So now you find yourself researching every possible alternative to the traditional cow’s milk-based formula and I bet you never realized that there were so many out there.
From plant-based alternatives such as soy, almond, and even pea to another animal-derived option such as goat’s milk.
It isn’t recommended that baby’s under 1 year old are given either pasteurized goat or cow’s milk as they are unable to completely or easily digest it, unlike formula.
Also, they contain high levels of protein and lactose which can stress a newborn’s immature system and cause severe illness.
Goat’s milk and goat’s milk-based formulas may be a great alternative for babies and toddlers suffering from cow milk sensitivities or if you have concerns about cow milk in general.
But it may not be for everyone. So to help you make the best decision for your little we have taken a look at the pros and cons of goat’s milk vs cow’s milk.
Table of Contents
- 1 The Main Differences Between Goat Milk and Cow Milk
- 1.1 Main Benefits of Goat Milk Infant Formula
- 1.2 Disadvantages of Goat Milk Infant Formula
- 1.3 Common Reasons For Considering Goat’s Milk
- 1.4 Main Benefits of Cow Milk Infant Formula
- 1.5 Disadvantages of Cow Milk Infant Formula
- 1.6 Nutritional Value Comparison Goat Milk vs Cow Milk
- 1.7 Homemade Formula
- 1.8 Goat Milk Formula Recipe
- 1.9 Cow Milk Formula Recipe
- 1.10 Alternatives to Goat and Cow Milk
- 2 Goat Milk vs Cow Milk – The Winner Is…
- 3 FAQs
- 4 The Final Thought
The Main Differences Between Goat Milk and Cow Milk
There are some differences between goat’s milk and cow’s milk formula that may help you decide which is best for your little one.
- Goat milk has 20% smaller fat globules compared to cow’s milk making it easier to digest and is a good alternative to those unable to tolerate cow’s milk.
- Goat milk contains less lactose compared to cow’s milk. Lactose is the sugar that you find in milk
- Goat’s milk contains nutrients A2 protein and oligosaccharides, making it very similar to human breastmilk. Oligosaccharides act as prebiotics and stimulate the growth and division of the beneficial probiotic bacteria in the gut.

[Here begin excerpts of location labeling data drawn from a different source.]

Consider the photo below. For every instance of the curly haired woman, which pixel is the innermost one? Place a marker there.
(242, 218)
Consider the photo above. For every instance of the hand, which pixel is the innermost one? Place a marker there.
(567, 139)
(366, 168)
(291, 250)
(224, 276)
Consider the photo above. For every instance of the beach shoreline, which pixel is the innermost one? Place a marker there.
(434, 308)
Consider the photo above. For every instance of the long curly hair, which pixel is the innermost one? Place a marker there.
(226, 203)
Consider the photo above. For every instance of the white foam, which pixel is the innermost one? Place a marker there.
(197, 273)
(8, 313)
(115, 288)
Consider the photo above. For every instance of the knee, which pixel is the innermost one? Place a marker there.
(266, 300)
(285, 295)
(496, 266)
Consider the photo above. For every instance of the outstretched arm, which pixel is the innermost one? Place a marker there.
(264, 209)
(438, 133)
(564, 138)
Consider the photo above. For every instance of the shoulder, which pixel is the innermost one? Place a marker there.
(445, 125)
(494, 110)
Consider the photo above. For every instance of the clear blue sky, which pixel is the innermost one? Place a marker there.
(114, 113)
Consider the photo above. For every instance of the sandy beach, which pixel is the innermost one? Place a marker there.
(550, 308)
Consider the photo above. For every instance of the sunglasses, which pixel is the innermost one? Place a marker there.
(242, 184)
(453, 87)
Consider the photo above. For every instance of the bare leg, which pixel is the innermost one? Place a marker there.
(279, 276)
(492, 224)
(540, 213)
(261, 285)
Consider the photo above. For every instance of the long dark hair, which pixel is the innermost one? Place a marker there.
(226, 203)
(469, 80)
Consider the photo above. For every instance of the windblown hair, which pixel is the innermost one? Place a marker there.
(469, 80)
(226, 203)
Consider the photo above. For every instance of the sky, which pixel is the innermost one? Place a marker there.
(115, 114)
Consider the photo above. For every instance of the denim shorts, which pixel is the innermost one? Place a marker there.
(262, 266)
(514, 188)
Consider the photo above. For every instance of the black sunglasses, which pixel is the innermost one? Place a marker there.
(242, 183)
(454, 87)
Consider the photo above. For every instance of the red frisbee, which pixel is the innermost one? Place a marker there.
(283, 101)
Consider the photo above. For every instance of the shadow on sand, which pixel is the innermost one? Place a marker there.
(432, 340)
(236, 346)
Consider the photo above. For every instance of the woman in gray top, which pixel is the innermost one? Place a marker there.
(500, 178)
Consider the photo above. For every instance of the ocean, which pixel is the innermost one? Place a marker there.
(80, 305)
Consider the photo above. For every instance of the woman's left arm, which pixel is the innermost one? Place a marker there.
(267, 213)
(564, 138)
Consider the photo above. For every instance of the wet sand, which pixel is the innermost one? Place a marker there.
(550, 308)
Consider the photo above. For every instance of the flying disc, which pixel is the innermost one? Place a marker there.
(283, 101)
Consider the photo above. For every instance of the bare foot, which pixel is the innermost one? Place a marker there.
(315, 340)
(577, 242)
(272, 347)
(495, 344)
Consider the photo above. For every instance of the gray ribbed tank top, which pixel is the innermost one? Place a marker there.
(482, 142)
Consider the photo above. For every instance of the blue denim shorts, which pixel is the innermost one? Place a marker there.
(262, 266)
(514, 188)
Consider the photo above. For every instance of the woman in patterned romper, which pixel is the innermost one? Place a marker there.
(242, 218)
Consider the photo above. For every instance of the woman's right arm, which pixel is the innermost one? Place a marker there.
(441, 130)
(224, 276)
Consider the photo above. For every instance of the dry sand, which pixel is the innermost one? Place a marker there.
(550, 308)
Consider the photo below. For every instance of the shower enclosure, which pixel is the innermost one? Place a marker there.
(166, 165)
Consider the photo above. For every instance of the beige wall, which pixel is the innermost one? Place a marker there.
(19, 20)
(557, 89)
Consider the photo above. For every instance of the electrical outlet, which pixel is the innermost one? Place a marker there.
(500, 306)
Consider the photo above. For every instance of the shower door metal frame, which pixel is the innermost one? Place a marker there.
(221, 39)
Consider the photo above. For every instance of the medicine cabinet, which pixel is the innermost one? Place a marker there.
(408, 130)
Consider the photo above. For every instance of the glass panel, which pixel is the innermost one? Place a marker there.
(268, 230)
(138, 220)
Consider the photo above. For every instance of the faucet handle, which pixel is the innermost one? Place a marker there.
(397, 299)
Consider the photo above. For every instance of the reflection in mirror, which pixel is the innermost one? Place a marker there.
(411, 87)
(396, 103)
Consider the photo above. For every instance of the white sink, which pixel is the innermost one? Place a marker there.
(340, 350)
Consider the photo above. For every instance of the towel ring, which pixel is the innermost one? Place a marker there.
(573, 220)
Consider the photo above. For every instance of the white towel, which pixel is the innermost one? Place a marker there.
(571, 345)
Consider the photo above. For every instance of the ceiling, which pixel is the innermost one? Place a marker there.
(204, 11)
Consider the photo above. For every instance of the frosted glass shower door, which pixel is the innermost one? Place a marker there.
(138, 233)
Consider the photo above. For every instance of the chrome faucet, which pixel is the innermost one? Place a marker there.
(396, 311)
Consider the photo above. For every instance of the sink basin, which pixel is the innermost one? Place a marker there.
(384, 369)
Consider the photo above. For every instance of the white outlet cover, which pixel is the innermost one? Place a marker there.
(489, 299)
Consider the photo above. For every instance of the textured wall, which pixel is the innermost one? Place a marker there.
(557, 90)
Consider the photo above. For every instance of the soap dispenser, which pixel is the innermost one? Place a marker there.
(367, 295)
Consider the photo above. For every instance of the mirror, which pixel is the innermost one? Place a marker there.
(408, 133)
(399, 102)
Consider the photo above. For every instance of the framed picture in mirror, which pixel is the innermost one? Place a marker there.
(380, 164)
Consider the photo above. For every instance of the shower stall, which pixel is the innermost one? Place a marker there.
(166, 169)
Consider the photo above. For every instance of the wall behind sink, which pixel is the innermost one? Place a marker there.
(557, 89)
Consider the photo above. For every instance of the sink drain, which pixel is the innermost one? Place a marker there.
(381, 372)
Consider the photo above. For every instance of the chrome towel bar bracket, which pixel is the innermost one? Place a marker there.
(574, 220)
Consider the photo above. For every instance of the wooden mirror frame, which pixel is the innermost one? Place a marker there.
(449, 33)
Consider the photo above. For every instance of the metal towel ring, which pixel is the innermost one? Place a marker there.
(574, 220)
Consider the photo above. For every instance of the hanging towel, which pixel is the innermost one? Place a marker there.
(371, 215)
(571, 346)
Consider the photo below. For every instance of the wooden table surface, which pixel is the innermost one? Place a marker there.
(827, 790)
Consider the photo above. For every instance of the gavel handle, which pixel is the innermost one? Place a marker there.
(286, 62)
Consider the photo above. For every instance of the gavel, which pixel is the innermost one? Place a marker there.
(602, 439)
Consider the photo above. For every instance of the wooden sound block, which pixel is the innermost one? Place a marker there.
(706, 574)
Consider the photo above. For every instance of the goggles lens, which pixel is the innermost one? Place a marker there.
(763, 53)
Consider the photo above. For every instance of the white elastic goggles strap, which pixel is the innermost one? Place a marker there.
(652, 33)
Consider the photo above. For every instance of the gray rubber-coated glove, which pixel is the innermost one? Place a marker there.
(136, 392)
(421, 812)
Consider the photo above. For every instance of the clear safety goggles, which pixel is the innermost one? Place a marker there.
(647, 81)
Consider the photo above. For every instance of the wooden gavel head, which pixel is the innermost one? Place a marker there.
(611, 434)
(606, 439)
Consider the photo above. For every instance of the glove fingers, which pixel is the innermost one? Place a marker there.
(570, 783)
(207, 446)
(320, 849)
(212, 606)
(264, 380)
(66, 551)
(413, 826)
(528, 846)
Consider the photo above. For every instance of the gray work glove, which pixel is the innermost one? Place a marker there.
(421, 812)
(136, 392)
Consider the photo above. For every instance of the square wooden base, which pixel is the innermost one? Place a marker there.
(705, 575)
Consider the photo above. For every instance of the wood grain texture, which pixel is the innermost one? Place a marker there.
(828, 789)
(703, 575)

- Goat’s milk also contains 30-35 % fatty acids while cows milk only contains 15-210%. These fatty acids are a quick source of energy and are not stored as body fat.
- The taste will be a big difference that your baby may notice. Goat’s milk has a strong and distinctive flavor – it tastes like a goat smells!
Main Benefits of Goat Milk Infant Formula
The pH of goat milk is closer to the pH of breastmilk
oat milk is alkaline the same as breastmilk while cow’s milk is acidic. Some experts have stated that due to goat’s milk pH levels it is often a better choice for infants as it can also decrease the chances of gastrointestinal infections.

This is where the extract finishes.